Cooperation between entrepreneurs within DKWS may include:

  • referrals
  • commission agreements
  • temporary project support
  • shared service delivery
  • joint purchasing or sales
  • shared logistics
  • client handover or client distribution
  • shared preparation, planning, or execution
  • access to network, space, materials, tools, or capacity

Each form of cooperation can be valuable, but each form carries different responsibilities.

A referral is not the same as execution.

Execution is not the same as client ownership.

Bringing a client in is not the same as carrying all future responsibility.

Helping once is not the same as becoming permanently attached to a project.

DKWS makes these differences visible.

No silent takeover

Where the phrase “this client is ours” is used without clear agreement, there is a risk of silent takeover.

DKWS does not allow cooperation to become a soft way of taking over what someone else has built.

At the same time, DKWS does not lock every client or opportunity into one person forever.

A client line can become more shared over time, but only when responsibility, trust, contribution, and return flow grow with it.

The purpose is not possession.

The purpose is fair carrying.

Cooperation must stay workable

Good cooperation does not require everyone to do the same amount of work.

It does require that differences are visible.

One person may bring the client.

Another may carry the execution.

Another may provide materials, space, transport, preparation, or specialist knowledge.

Another may carry risk, administration, communication, or follow-up.

DKWS does not force these contributions into one fixed formula.

It helps participants see what is actually being carried, so agreements can match reality.

Return flow and carrying capacity

Return flow should stay connected to what is actually carried.

A person who brings a lead may deserve recognition or a referral return.

A person who performs the work may deserve operational return.

A person who carries cost, risk, tools, space, infrastructure, stock, preparation, or responsibility may deserve a different form of return.

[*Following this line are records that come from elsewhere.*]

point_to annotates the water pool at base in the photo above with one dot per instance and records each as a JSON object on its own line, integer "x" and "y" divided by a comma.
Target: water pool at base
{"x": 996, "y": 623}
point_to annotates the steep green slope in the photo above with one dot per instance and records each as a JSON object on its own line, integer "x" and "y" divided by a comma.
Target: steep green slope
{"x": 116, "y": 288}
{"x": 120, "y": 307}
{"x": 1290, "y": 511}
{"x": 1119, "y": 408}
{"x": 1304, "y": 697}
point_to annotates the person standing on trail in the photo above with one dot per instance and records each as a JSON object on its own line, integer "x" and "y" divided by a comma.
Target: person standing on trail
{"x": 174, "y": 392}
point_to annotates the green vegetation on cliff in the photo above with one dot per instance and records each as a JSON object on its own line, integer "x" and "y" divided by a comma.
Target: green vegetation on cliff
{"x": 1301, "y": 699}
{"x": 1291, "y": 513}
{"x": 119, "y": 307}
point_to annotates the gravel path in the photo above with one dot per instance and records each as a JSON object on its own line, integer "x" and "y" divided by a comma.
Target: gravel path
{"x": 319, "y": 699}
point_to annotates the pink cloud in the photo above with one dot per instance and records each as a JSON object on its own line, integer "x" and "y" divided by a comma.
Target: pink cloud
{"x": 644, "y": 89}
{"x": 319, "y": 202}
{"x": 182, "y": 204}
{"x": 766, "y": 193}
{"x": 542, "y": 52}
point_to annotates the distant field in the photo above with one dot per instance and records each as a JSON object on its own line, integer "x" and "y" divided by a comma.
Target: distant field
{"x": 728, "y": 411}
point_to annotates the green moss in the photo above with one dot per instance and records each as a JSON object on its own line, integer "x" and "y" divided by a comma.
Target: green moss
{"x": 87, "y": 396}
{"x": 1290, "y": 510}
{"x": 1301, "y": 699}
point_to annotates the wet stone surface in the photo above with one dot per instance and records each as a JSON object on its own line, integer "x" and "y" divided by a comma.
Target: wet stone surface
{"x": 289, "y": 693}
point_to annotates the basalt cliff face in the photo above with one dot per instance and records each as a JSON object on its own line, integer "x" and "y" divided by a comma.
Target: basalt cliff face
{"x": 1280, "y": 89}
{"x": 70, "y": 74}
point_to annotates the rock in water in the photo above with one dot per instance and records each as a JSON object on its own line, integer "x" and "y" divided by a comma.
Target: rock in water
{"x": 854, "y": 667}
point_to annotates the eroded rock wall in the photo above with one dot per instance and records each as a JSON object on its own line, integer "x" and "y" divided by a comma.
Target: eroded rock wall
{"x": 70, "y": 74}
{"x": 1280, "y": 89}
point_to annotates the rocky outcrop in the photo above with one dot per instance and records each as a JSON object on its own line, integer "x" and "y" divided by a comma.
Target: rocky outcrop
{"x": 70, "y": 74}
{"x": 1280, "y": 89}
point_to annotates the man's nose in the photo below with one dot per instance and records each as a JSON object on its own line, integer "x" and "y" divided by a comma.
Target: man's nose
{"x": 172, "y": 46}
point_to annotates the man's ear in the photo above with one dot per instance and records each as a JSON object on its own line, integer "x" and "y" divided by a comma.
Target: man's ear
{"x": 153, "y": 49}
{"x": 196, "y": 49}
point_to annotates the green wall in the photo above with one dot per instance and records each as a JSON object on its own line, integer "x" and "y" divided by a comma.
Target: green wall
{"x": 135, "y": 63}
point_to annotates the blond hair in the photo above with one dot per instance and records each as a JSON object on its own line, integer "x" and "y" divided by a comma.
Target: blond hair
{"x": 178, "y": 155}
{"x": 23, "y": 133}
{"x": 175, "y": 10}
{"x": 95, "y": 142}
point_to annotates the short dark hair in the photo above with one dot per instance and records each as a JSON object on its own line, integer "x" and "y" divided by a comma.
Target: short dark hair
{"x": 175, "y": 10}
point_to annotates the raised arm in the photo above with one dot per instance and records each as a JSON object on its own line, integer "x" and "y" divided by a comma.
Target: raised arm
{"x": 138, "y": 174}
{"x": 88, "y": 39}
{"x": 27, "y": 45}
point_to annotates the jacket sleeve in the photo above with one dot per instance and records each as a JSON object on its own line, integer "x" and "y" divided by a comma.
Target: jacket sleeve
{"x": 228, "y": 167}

A person who maintains the client relationship over time may carry continuity that should remain visible.

Lightpoints may help recognise contribution.

DKWS helps clarify whether that contribution carries enough practical weight to support return, payment, Lumen, or another form of exchange.

Where Lumen are involved, they may only move where practical exchange is supported by real carrying capacity.

Core principle

Cooperation becomes clear when contribution, responsibility, risk, cost, client relation, and return flow are visible before the work begins.

DKWS supports cooperation between entrepreneurs, but it does not romanticise it.

Working together can create more value than working alone, but only when contribution, risk, responsibility, cost, client relation, and return flow are not hidden.

A client line may be shared.

A project may be shared.

Revenue may be shared.

But within DKWS, shared earning always asks one question first:

Who is carrying what?

In essence

DKWS helps entrepreneurs cooperate without hidden claims.

It protects client lines, makes roles visible, and keeps return flow connected to real carrying.

It does not make every opportunity collective by default.

It does not let the strongest party quietly take over.

It does not turn goodwill into vague obligation.

It does not allow Lumen to move without carrying capacity.

Cooperation becomes healthier when contribution, responsibility, risk, cost, client relation, and return are clear enough to be discussed before imbalance grows.